In 1989, SimCity, a city-building simulation computer game, was released. The point of the game was to get the player to design and create a city by adding buildings, creating power grids, establishing transportation systems, adjusting the tax rate, zoning property, and more. The player could expect to encounter a number of calamities like floods, earthquakes, plane crashes, fires, and more. In some cases, these disastrous occurrences could generate other hardships that the player had to deal with.

As the player played, he or she needed to establish a tax basis, a zoning plan for the kind of growth that would encourage and support production and consumption, and make growth decisions his city could afford to purchase and maintain.

In light of the budget and spending battle underway in the Congress, it occurred to me that it would be great if there was a simulation our Congressmen could plug their proposals into to see what exactly they should expect in the way of outcomes of all of this spending they seem to love. If I was a game designer, I'd create that game and call it SimNation. Congressmen could plug in a set of beginning parameters: the GDP, inflation rate, unemployment rate, and so on.
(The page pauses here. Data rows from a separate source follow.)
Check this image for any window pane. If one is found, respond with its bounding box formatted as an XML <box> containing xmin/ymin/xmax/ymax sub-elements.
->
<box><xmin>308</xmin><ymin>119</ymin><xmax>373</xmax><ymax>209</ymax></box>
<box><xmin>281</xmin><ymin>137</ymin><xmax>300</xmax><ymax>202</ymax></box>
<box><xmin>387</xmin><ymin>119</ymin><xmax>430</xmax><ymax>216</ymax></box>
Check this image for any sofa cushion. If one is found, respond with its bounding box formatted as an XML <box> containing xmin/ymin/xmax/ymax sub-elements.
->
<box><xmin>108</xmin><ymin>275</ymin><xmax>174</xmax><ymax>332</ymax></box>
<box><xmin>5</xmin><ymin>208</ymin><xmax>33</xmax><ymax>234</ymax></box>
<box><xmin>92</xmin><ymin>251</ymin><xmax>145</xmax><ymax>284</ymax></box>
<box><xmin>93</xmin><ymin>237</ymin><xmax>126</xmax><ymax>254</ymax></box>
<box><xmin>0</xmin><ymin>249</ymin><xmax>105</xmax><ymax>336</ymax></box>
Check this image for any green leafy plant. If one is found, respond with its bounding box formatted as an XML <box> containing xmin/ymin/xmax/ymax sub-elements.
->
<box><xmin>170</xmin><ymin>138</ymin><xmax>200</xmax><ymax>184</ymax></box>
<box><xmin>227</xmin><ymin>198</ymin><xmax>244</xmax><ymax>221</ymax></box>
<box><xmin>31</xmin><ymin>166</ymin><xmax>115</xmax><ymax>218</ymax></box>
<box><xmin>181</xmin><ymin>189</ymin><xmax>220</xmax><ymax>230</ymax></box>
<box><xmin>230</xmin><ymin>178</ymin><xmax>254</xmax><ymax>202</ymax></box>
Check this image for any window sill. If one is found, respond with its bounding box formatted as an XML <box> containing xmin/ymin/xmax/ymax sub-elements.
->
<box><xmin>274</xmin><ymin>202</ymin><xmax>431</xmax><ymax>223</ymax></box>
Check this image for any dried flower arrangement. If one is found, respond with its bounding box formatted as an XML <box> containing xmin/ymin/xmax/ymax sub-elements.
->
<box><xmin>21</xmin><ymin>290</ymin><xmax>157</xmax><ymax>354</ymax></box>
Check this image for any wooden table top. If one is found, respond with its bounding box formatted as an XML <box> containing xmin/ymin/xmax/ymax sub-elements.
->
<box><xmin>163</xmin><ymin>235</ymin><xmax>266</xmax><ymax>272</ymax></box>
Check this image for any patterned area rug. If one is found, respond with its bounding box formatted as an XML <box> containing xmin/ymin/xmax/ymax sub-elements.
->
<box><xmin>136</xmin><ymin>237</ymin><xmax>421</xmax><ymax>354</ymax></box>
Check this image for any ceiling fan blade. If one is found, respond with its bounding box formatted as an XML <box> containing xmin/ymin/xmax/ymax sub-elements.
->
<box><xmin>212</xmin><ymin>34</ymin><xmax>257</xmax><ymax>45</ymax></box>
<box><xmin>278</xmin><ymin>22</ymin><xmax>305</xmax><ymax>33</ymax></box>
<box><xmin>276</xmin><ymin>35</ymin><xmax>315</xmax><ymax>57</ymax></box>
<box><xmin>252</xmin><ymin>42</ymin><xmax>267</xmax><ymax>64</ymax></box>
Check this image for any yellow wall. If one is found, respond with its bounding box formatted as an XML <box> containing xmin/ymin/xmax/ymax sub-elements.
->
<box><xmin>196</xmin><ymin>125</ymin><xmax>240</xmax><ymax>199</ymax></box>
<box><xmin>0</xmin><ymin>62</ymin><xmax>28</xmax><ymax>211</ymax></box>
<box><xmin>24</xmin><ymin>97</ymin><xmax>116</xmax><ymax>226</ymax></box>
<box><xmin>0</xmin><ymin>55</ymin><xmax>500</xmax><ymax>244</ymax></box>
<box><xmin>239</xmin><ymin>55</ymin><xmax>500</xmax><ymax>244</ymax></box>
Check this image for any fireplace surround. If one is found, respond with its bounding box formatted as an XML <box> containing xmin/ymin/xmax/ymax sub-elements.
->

Then, he or she would plug in their budget values and see how it plays out. If the Congressman overspends, they can watch the budget deficit add to the national debt and watch it go through the roof. Or they might get concerned they'd lose the game and make better spending decisions.

I don't know if there's enough logic in the universe to make that kind of game work. Even if Congressmen won't be finding a SimNation under the tree this Christmas, I would really like to start the new year in the belief our our representatives will begin to game their decisions out so our kids and grandkids don't get stuck with it all they've been creating.